Kate Lebo & Lisa Wells
Two excellent poets with Northwest roots and Northwest homebases work in prose forms to beautiful and telling effect in this joint virtual reading by Kate Lebo and Lisa Wells. Coming over the Cascades to us from Spokane is Kate Lebo, whose books include Pie School, the poetry chapbook Seven Prayers to Cathy McMorris Rogers and her co-edited Pie & Whiskey, she is her with The Book of Difficult Fruit: Arguments for the Tart, Tender, and Unruly (with recipes) (Farrar, Straus & Giroux).

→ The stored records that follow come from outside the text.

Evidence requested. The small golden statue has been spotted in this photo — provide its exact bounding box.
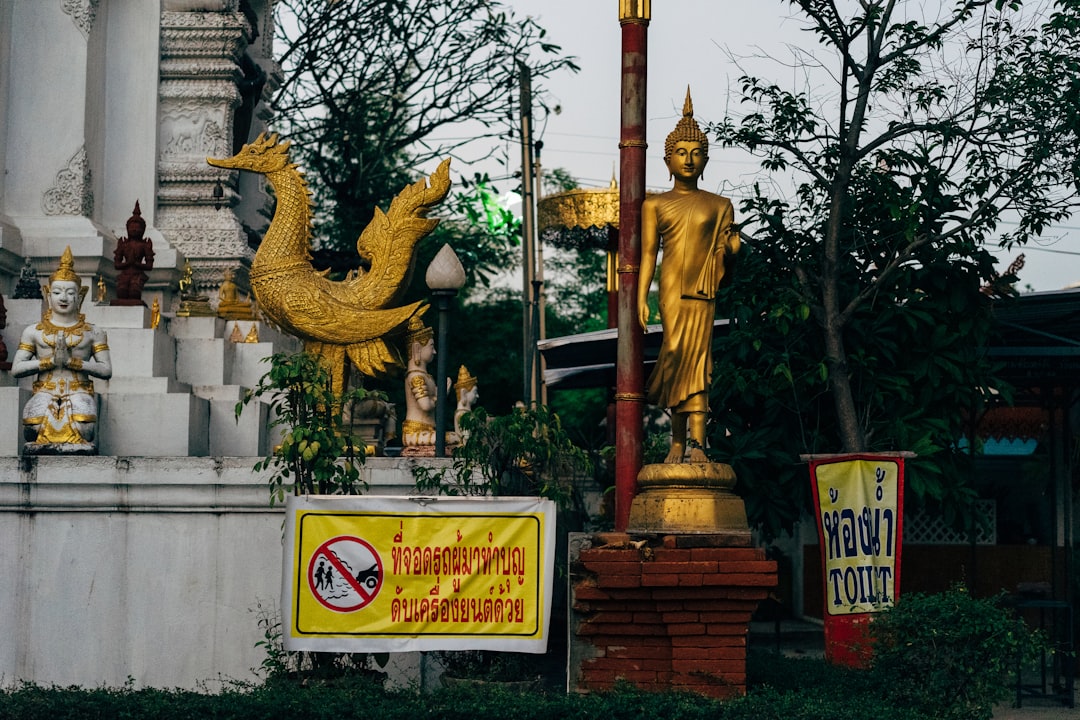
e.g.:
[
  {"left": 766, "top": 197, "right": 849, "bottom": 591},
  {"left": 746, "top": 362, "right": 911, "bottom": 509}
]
[
  {"left": 206, "top": 134, "right": 450, "bottom": 394},
  {"left": 176, "top": 260, "right": 217, "bottom": 317},
  {"left": 454, "top": 365, "right": 480, "bottom": 443},
  {"left": 11, "top": 247, "right": 112, "bottom": 454},
  {"left": 402, "top": 315, "right": 437, "bottom": 454},
  {"left": 217, "top": 268, "right": 255, "bottom": 320},
  {"left": 637, "top": 87, "right": 740, "bottom": 463}
]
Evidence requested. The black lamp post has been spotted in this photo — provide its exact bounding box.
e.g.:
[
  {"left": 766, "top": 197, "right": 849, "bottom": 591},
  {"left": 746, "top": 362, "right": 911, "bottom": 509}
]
[{"left": 424, "top": 245, "right": 465, "bottom": 458}]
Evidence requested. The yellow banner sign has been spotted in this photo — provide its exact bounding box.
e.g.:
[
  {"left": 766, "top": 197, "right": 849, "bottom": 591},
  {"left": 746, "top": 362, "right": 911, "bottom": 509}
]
[
  {"left": 282, "top": 497, "right": 555, "bottom": 652},
  {"left": 811, "top": 456, "right": 904, "bottom": 615}
]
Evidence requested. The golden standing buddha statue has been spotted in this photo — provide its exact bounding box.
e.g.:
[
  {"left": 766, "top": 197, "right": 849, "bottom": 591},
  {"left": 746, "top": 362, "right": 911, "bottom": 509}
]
[
  {"left": 402, "top": 315, "right": 436, "bottom": 448},
  {"left": 637, "top": 87, "right": 740, "bottom": 463}
]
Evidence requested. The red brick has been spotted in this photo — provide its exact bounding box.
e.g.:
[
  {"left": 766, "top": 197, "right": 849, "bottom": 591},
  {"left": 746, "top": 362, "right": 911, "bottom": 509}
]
[
  {"left": 667, "top": 623, "right": 705, "bottom": 637},
  {"left": 652, "top": 600, "right": 684, "bottom": 612},
  {"left": 581, "top": 661, "right": 615, "bottom": 685},
  {"left": 671, "top": 671, "right": 746, "bottom": 687},
  {"left": 664, "top": 530, "right": 754, "bottom": 548},
  {"left": 589, "top": 610, "right": 634, "bottom": 624},
  {"left": 672, "top": 648, "right": 715, "bottom": 660},
  {"left": 579, "top": 622, "right": 665, "bottom": 636},
  {"left": 672, "top": 647, "right": 746, "bottom": 662},
  {"left": 642, "top": 657, "right": 672, "bottom": 679},
  {"left": 604, "top": 628, "right": 648, "bottom": 652},
  {"left": 684, "top": 600, "right": 758, "bottom": 613},
  {"left": 699, "top": 611, "right": 751, "bottom": 624},
  {"left": 663, "top": 612, "right": 699, "bottom": 624},
  {"left": 646, "top": 587, "right": 751, "bottom": 610},
  {"left": 606, "top": 643, "right": 672, "bottom": 662},
  {"left": 608, "top": 591, "right": 652, "bottom": 608},
  {"left": 673, "top": 683, "right": 746, "bottom": 699},
  {"left": 690, "top": 547, "right": 765, "bottom": 562},
  {"left": 702, "top": 572, "right": 777, "bottom": 587},
  {"left": 716, "top": 560, "right": 777, "bottom": 575},
  {"left": 642, "top": 562, "right": 717, "bottom": 574},
  {"left": 645, "top": 637, "right": 672, "bottom": 648},
  {"left": 578, "top": 547, "right": 642, "bottom": 562},
  {"left": 672, "top": 658, "right": 746, "bottom": 677},
  {"left": 639, "top": 574, "right": 678, "bottom": 587},
  {"left": 615, "top": 670, "right": 657, "bottom": 683},
  {"left": 634, "top": 612, "right": 665, "bottom": 625},
  {"left": 582, "top": 560, "right": 642, "bottom": 578}
]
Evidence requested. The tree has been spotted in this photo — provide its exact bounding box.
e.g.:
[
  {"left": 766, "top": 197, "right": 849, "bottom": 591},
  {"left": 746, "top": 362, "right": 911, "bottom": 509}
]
[
  {"left": 712, "top": 0, "right": 1080, "bottom": 535},
  {"left": 273, "top": 0, "right": 577, "bottom": 249}
]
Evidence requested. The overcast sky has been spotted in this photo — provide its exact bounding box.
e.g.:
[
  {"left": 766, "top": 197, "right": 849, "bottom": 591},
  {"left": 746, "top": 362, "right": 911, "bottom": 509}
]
[{"left": 481, "top": 0, "right": 1080, "bottom": 290}]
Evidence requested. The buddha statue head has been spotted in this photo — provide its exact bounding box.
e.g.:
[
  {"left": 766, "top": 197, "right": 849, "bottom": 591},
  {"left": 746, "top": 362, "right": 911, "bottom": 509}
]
[
  {"left": 126, "top": 200, "right": 146, "bottom": 240},
  {"left": 42, "top": 246, "right": 90, "bottom": 317},
  {"left": 664, "top": 86, "right": 708, "bottom": 181},
  {"left": 454, "top": 365, "right": 477, "bottom": 404}
]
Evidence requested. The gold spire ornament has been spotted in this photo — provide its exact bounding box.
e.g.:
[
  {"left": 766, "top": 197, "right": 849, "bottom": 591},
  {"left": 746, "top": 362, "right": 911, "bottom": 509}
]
[
  {"left": 629, "top": 87, "right": 750, "bottom": 535},
  {"left": 206, "top": 134, "right": 450, "bottom": 393}
]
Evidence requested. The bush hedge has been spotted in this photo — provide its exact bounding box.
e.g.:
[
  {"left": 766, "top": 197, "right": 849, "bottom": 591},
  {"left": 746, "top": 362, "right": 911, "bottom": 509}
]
[
  {"left": 0, "top": 652, "right": 936, "bottom": 720},
  {"left": 0, "top": 588, "right": 1038, "bottom": 720}
]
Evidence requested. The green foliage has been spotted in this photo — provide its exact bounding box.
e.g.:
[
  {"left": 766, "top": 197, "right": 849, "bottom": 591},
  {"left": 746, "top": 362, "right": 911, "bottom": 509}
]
[
  {"left": 237, "top": 352, "right": 373, "bottom": 504},
  {"left": 272, "top": 0, "right": 577, "bottom": 259},
  {"left": 711, "top": 0, "right": 1080, "bottom": 534},
  {"left": 432, "top": 650, "right": 540, "bottom": 682},
  {"left": 0, "top": 658, "right": 937, "bottom": 720},
  {"left": 870, "top": 587, "right": 1038, "bottom": 720},
  {"left": 413, "top": 405, "right": 591, "bottom": 508}
]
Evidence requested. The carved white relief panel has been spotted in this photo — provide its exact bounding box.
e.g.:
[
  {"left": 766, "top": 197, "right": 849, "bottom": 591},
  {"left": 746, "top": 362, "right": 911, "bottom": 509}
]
[
  {"left": 159, "top": 110, "right": 228, "bottom": 164},
  {"left": 60, "top": 0, "right": 99, "bottom": 38},
  {"left": 41, "top": 148, "right": 94, "bottom": 217}
]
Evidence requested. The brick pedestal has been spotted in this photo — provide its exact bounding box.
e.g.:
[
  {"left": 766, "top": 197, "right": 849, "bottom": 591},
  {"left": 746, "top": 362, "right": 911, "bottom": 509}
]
[{"left": 569, "top": 533, "right": 777, "bottom": 697}]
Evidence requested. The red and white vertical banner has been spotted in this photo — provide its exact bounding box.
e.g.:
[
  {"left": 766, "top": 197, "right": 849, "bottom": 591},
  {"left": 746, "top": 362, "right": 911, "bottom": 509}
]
[{"left": 810, "top": 453, "right": 904, "bottom": 667}]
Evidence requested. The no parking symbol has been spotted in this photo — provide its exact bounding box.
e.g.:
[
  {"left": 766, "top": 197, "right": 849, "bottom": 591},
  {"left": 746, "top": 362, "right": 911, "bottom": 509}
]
[{"left": 308, "top": 535, "right": 383, "bottom": 612}]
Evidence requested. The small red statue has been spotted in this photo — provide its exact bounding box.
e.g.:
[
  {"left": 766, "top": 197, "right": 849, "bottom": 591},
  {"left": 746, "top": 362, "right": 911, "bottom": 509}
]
[{"left": 110, "top": 200, "right": 153, "bottom": 305}]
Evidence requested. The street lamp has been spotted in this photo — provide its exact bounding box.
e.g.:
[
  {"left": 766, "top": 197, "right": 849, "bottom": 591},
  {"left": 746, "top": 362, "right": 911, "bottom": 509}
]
[{"left": 423, "top": 245, "right": 465, "bottom": 458}]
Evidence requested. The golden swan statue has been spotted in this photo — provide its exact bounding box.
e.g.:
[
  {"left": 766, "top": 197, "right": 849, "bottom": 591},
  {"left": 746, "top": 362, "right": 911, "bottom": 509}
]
[{"left": 206, "top": 133, "right": 450, "bottom": 394}]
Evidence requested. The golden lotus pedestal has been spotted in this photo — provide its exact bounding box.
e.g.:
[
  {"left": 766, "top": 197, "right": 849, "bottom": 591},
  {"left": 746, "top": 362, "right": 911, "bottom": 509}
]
[{"left": 627, "top": 462, "right": 750, "bottom": 534}]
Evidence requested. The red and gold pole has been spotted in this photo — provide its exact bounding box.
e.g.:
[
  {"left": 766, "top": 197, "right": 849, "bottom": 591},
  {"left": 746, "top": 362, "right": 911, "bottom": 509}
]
[{"left": 615, "top": 0, "right": 650, "bottom": 531}]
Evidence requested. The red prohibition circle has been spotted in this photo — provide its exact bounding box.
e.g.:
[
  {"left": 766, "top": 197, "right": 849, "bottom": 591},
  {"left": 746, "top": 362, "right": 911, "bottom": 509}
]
[{"left": 308, "top": 535, "right": 383, "bottom": 612}]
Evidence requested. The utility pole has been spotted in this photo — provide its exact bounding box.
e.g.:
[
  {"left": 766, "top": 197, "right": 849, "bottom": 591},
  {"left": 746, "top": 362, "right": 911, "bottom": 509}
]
[
  {"left": 615, "top": 0, "right": 651, "bottom": 531},
  {"left": 517, "top": 63, "right": 539, "bottom": 405},
  {"left": 532, "top": 140, "right": 548, "bottom": 405}
]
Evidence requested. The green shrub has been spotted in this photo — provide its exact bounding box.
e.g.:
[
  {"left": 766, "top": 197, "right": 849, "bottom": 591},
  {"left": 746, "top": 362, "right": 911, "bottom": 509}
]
[{"left": 870, "top": 587, "right": 1036, "bottom": 720}]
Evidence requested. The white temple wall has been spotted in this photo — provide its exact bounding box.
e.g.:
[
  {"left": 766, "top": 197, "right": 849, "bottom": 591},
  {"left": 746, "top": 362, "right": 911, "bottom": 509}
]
[
  {"left": 99, "top": 2, "right": 161, "bottom": 231},
  {"left": 0, "top": 0, "right": 23, "bottom": 272},
  {"left": 0, "top": 457, "right": 437, "bottom": 690}
]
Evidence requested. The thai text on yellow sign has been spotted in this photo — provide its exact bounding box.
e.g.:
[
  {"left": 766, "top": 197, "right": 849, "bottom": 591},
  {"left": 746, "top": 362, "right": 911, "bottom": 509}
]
[
  {"left": 812, "top": 458, "right": 903, "bottom": 615},
  {"left": 282, "top": 497, "right": 555, "bottom": 652}
]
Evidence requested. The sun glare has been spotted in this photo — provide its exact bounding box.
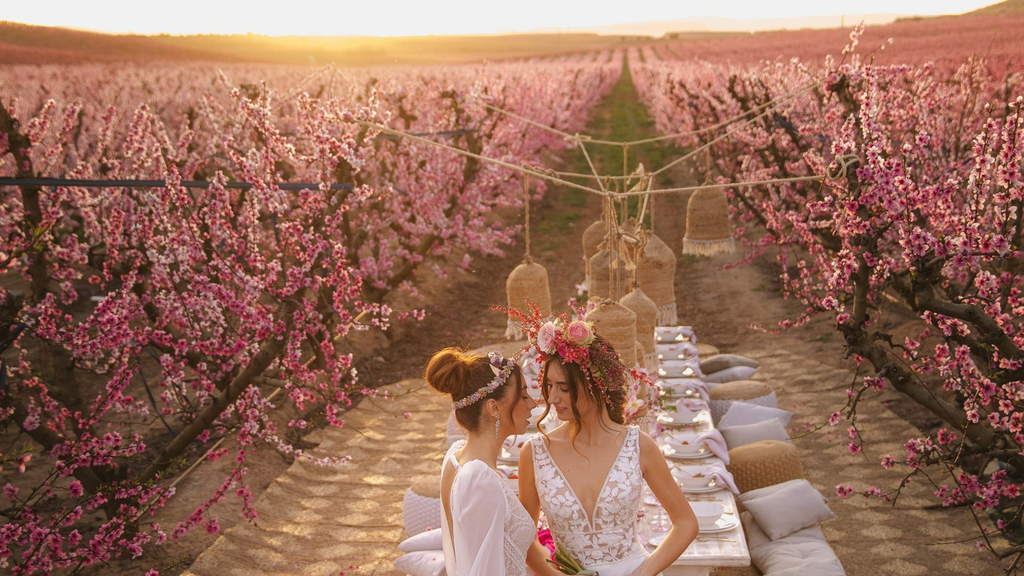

“Kate Lebo has written a thorny and twisty memoir disguised as a compendium of problematic fruits (and grains, and stems, and seeds). She doesn’t so much describe as confront her subjects: their poisonous pits, treacherous thorns, offensive odors, and invasive roots. But her buckets of foraged berries, her tart jams, and her bright and potent cordials live in the real world alongside troubled families, rampant wildfires, and the prickly terror of a newfound tumor. Kate Lebo is the best kind of poet-naturalist: her writing is savage and lyrical and scientific all at once. The Book of Difficult Fruit is feral and fierce—and I never thought I’d say that about a book on fruit.” —Amy Stewart.
Working different but not unrelated ground in her eloquent, and fierce in its ways new book, Believers: Making a Life at the End of the World (Farrar, Straus & Giroux), Lisa Wells seeks out those who do their utmost to refashion human life on the planet in a way that can sustain and nourish, even in the face of immense odds. Herself a poet (The Fix) originally from Portland and now in Seattle, this is one of the most necessary books 2021 will see published.
“Believers is a young woman’s book of wandering at a time when our human footprint on earth matters more than ever. Lisa Wells follows a cast of unruly and colorful characters who believe their work on the land and with one another is a healing force . . . She never loses sight of her inspired objective, to restore and revive what she refers to as 'the promised land.'"—Gretel Ehrlich, The New York Times Book Review.
“Believers . . . grapples with the question of how to go forward in the shadow of endings — not only our own, but the endings of species and ecosystems, of cultures and of language . . . The question is not of what we face but how we can face it bravely and creatively.”—Lydia Millet, Los Angeles Times.